I really didn't know what to expect from the ridge regression model. I was surprised that it wasn't that much better than the linear model. Ridge regression models do well when the features are highly correlated, I was thinking that might be the case so I wanted to try it out and see the results.

I was not surprised that the random forest model was the best performing model. It is a very powerful model that seems to do well for both regression and classification models. I found it very interesting that the model was able to better predict the heating load over the cooling load. The model's prediction was better for cooling loads under 25 but struggled a bit when it was over 25. My hypothesis is that cooling load is more difficult to predict because of sun beating down on the beating. This might also explain why the cooling loads are higher than the heating loads. It might be more difficult to maintain room temperature if the sunlight is countering the cooling affects.

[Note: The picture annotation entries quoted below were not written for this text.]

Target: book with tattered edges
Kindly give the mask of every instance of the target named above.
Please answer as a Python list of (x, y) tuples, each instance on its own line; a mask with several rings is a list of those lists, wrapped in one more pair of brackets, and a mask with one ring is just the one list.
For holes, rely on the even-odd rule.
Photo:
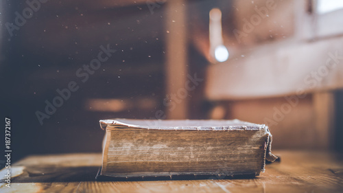
[(264, 172), (272, 135), (234, 120), (100, 120), (106, 130), (97, 180), (253, 177)]

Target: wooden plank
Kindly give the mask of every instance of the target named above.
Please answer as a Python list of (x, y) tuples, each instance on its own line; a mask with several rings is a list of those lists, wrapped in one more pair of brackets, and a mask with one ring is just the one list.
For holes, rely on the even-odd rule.
[(316, 147), (327, 148), (333, 146), (333, 128), (335, 117), (335, 98), (331, 92), (320, 92), (314, 94), (314, 128)]
[(343, 37), (261, 46), (208, 69), (206, 95), (237, 100), (343, 87)]
[[(167, 111), (169, 119), (187, 117), (187, 29), (186, 1), (168, 2), (166, 10), (166, 84), (169, 100), (175, 102), (174, 107)], [(186, 96), (184, 98), (186, 91)]]
[[(343, 191), (343, 155), (329, 152), (274, 151), (281, 157), (281, 163), (268, 165), (265, 173), (255, 179), (206, 180), (106, 181), (50, 179), (38, 181), (37, 176), (13, 178), (12, 188), (0, 185), (1, 192), (342, 192)], [(51, 175), (69, 167), (98, 165), (100, 154), (69, 154), (27, 157), (14, 167), (36, 167), (36, 175), (44, 177), (48, 168)], [(51, 166), (59, 166), (52, 167)], [(82, 168), (82, 167), (81, 167)], [(38, 171), (40, 171), (39, 174)], [(82, 172), (84, 171), (84, 172)], [(83, 168), (80, 172), (86, 172)], [(2, 171), (1, 171), (2, 172)], [(65, 171), (68, 172), (68, 171)], [(24, 174), (24, 173), (23, 173)], [(25, 175), (25, 174), (24, 174)], [(66, 175), (67, 176), (67, 175)], [(3, 177), (1, 173), (1, 177)], [(21, 179), (21, 182), (19, 179)], [(25, 182), (23, 182), (25, 179)]]

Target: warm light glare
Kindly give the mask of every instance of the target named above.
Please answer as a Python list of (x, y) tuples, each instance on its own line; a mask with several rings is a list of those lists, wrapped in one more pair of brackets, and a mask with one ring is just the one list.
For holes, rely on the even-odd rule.
[(342, 0), (318, 0), (317, 2), (317, 11), (319, 14), (343, 9), (343, 1)]
[(218, 62), (226, 61), (228, 58), (228, 52), (226, 47), (222, 45), (218, 45), (215, 49), (215, 57)]

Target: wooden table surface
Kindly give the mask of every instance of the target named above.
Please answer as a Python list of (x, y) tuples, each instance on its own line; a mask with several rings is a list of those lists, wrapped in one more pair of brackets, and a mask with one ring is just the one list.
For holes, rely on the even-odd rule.
[(99, 154), (30, 156), (12, 166), (11, 188), (2, 179), (0, 192), (343, 192), (342, 155), (273, 152), (281, 161), (254, 179), (103, 182), (95, 181)]

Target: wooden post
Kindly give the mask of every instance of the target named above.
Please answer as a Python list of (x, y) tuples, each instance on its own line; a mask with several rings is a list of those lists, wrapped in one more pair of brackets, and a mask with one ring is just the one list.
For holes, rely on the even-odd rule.
[(184, 93), (187, 75), (185, 4), (185, 0), (175, 0), (166, 5), (166, 93), (170, 105), (165, 112), (168, 119), (187, 117), (188, 95)]

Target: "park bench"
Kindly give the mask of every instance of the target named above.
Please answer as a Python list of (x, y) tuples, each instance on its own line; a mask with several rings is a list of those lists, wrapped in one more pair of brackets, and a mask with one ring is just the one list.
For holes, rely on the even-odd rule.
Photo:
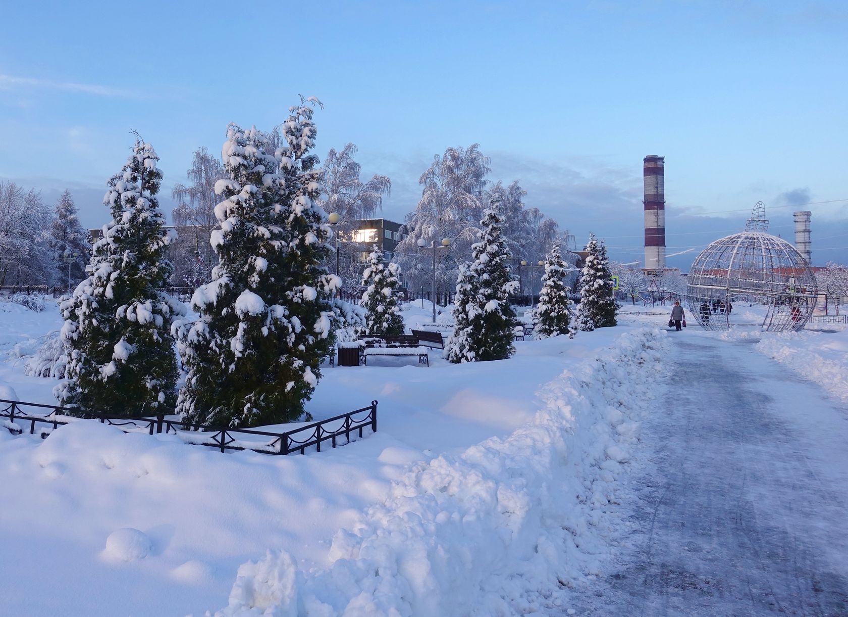
[(369, 356), (417, 356), (418, 363), (430, 366), (429, 350), (421, 346), (417, 336), (409, 334), (365, 336), (362, 338), (360, 364), (368, 365)]
[(444, 349), (444, 339), (441, 332), (428, 332), (427, 330), (413, 330), (412, 335), (418, 337), (418, 342), (432, 349)]

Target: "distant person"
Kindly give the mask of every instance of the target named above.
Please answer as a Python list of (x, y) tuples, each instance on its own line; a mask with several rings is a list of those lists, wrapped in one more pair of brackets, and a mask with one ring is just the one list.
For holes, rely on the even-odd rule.
[(792, 323), (796, 326), (801, 323), (801, 308), (798, 305), (792, 307), (789, 311), (789, 317), (792, 317)]
[(675, 332), (680, 332), (682, 329), (680, 324), (683, 323), (683, 319), (686, 316), (683, 314), (683, 307), (680, 306), (680, 300), (677, 300), (674, 306), (672, 306), (672, 321), (674, 322), (674, 330)]
[(712, 311), (710, 310), (709, 303), (705, 300), (700, 305), (700, 320), (704, 322), (705, 326), (708, 326), (710, 324), (710, 314), (711, 312)]

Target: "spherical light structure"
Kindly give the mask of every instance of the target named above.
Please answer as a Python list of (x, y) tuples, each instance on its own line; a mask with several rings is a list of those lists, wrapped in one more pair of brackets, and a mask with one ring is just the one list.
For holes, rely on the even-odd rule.
[(762, 318), (762, 330), (801, 330), (816, 306), (816, 277), (792, 244), (751, 223), (695, 258), (686, 285), (689, 313), (706, 330), (750, 323), (750, 314)]

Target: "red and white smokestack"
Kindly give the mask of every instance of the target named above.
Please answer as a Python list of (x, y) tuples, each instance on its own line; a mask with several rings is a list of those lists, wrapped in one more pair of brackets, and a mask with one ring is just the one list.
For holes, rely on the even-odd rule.
[(666, 267), (666, 179), (664, 156), (644, 157), (644, 269)]

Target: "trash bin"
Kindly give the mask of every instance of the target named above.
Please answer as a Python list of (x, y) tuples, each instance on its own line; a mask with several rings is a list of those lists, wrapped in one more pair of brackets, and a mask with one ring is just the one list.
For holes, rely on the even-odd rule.
[(338, 345), (338, 366), (360, 366), (360, 345), (357, 345), (350, 347), (342, 345)]

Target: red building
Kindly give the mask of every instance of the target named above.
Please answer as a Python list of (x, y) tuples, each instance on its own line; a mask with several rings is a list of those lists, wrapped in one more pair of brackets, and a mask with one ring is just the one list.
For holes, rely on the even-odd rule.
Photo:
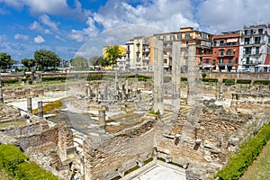
[(202, 55), (202, 68), (236, 70), (238, 66), (239, 39), (238, 32), (213, 36), (212, 54)]

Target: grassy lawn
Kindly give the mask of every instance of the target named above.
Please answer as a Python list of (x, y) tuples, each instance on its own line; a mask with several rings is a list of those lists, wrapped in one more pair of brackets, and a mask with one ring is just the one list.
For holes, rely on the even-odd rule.
[(264, 147), (256, 160), (248, 166), (240, 180), (270, 179), (270, 140)]
[(26, 124), (26, 121), (25, 120), (19, 120), (19, 121), (14, 121), (14, 122), (3, 122), (0, 123), (0, 129), (2, 128), (7, 128), (10, 126), (22, 126)]
[(5, 171), (0, 167), (0, 177), (2, 180), (12, 180), (13, 178), (5, 173)]

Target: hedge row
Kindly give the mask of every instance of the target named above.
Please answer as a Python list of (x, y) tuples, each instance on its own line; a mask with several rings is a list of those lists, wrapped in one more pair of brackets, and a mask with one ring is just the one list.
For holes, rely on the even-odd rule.
[(219, 79), (216, 78), (202, 78), (202, 79), (203, 82), (209, 82), (209, 83), (217, 83)]
[(237, 79), (237, 84), (250, 84), (251, 79)]
[(234, 79), (222, 79), (222, 83), (225, 83), (225, 86), (235, 85)]
[(11, 144), (0, 145), (0, 166), (14, 179), (57, 180), (52, 173), (40, 168), (34, 162), (26, 162), (29, 158)]
[(238, 179), (262, 151), (270, 139), (270, 124), (265, 125), (259, 134), (252, 138), (235, 156), (231, 157), (225, 167), (216, 177), (220, 179)]
[(253, 85), (270, 85), (270, 80), (255, 80)]
[(66, 81), (67, 76), (42, 76), (41, 81), (47, 82), (47, 81)]
[(14, 84), (19, 82), (18, 79), (2, 79), (1, 81), (3, 84)]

The ensemble landed up having a RMSE that landed in the middle of the results. This made sense to me sense we were taking the mean from the three models. I think the ensemble would do really well when applied to a large data set due to its middle of the road approach.

# 6. Conclusion

## 6.1 summary

We were able to predict the heating and cooling load of buildings by using a dataset of building features and heating and cooling loads. We used supervised machine learning to create predictions. We had a total of 4 regression models: linear regression, ridge regression, random forest, an ensemble of first 3 models. Random forest was our best model for predicting heating load with a RMSE of .63. The random forest model was also the best model for predicting the cooling load with a RMSE of 1.26.    

## 6.2 limitations

The limitation of this model is the size of the dataset. We are only looking at a sample of 768 buildings. With more data with more variety of buildings I think we could see a more robust model.

I would also like to see a model with more features. I think there was a lot of information that was missing from the dataset. Where are these buildings located? Do they experience the same climate, etc...

## 6.3 next steps

The next step would be to use this model to predict the heating and cooling load of the next home or building that you plan on purchasing!